Abit on the other hand has found a way to add ATA/66
support to their motherboards, thanks to the HPT-366 Ultra DME Controller chip
from HighPoint Technologies. This chip brings ATA/66 support to the motherboard
without having to wait for Intel's Camino chipset or having to use a PCI
adapter.
Normal ATA/33 support is also on the board, bringing
support for up to 8 IDE devices on your system at once! Now you can have a
multitude of IDE devices with 4 or 5 hard drives, DVD Drive, CD-ROM and backup.
Just make sure you get a bigger case with a large power supply, because you are
going to need it. While all this sounds really neat, I don't know if it will
work however. The IRQ assigning must get crazy!
ATA-66 and UDMA66 sound fast, however you are not going to
get a 100% increase like the letter suggest. Instead you are given burst support
of 66MHz, provided the hard drive can send that level of data bandwidth to the
chip.

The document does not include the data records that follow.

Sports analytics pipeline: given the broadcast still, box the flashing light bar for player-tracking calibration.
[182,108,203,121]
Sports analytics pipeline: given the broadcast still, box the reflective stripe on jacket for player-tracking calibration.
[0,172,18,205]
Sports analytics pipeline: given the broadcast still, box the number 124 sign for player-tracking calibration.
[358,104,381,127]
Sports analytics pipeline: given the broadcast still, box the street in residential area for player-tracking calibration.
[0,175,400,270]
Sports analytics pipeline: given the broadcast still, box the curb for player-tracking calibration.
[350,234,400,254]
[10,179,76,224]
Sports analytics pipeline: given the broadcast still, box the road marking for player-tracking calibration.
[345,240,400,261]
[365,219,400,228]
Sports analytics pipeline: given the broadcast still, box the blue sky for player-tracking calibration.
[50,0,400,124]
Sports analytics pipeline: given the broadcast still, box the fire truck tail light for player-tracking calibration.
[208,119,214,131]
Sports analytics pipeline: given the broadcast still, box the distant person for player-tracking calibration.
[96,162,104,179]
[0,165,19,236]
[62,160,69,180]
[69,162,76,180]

Under testing with the 22GXP from IBM (7200 RPM 22GB drive) I was seeing
only about 15% increase performance on the average.
One advantage that ATA/66 is sure to have for systems
running NT is the fact that you can support for bandwidth when you need to. This
should make the BE6 work great as a server with only IDE hard drives, since a
large quantity of other computers could ask for data.
Performace
In a word, the performance is great. This is one of the
most stable motherboard I've ever used. In fact it may be the most stable
motherboard on the market today.
How does a Celeron 366 running at 605Mhz with default
voltage sound? The Abit BE6 was even able to work with the Celeron running at
616Mhz, not 100% stable but it runs. By comparison, the same Celeron would lock
up as it's about to log onto Windows on the BX6.

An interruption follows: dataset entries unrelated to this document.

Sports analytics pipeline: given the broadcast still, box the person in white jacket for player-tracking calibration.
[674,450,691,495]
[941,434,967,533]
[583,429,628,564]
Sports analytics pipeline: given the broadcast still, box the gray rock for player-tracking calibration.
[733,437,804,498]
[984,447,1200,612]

Comparing the BE6 to Asus's new P3B shows that the Abit is
more stable. The P3B was also able to run the Celeron 366 at 605Mhz, but it
needed 2.2V to get it stable. The P3B was totally unstable at 616Mhz, crashing
within a few minutes of loading.
Abit did a great job on this motherboard. In the pass when
you think of overclocker's motherboard, you think Abit. When you think of super
stable motherboard, you think Asus. Not anymore.